Author Katrina Shanks, CEO Financial Advice NZ
Article originally published in

The buy now pay later method of online payment has provided an easy way for consumers to buy goods and services who do not immediately have the funds for a purchase. In the old days (let say 10 years ago) many shops offered a layby system, where you made regular payments on goods but didn’t get the goods till you had paid it all off.

Buy now pay later (BNPL) is today’s version of that – in a world when everything is wanted instantly.

There are many of these products on offer. The more popular are Afterpay, humm (formerly Oxipay), Laybuy, GenoaPay and Zip Pay. Some of our big banks are also becoming interested in it.

So what is buy now pay later and why is it taking off?

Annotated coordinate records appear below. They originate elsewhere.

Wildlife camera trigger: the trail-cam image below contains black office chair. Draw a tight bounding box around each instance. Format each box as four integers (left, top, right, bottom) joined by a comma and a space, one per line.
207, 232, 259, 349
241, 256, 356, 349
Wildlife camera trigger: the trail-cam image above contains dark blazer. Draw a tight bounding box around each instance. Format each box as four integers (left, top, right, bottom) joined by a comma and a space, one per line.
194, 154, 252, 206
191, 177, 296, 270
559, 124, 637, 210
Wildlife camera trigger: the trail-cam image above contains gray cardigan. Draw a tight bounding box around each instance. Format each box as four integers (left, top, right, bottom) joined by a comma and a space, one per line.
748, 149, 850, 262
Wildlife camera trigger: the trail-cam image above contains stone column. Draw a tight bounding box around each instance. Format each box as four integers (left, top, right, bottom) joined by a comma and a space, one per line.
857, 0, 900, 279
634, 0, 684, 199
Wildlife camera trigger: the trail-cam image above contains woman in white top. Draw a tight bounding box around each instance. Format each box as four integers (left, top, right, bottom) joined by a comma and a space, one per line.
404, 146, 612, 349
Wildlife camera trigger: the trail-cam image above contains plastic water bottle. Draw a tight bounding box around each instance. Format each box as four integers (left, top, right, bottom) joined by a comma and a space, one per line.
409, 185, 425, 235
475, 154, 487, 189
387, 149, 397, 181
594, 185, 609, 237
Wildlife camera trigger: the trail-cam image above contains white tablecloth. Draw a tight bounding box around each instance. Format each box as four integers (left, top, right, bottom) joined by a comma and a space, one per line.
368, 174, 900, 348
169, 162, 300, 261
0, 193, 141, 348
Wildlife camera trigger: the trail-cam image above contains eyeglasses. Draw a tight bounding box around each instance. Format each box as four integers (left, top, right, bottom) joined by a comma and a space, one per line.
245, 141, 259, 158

It’s simply an interest-free service that allows consumers to receive an item immediately and pay for it in instalments. You usually must make a minimum payment when you shop online or at a store, then pay off the rest of the purchase in instalments. Most schemes allow users to make payments in weekly or fortnightly instalments.

The good thing is it costs you nothing – as long as you pay on time. Miss a payment and you could incur fees of between $3 and $15 each time, which is added to the amount owing.

Applying for an account is relatively simple. You don’t need to complete a complex application process. In most instances, you provide your ID and contact information, link a valid credit card or debit card, get your personal barcode, and off you go.

Once you have opened your account, your app dashboard will show how much you can borrow.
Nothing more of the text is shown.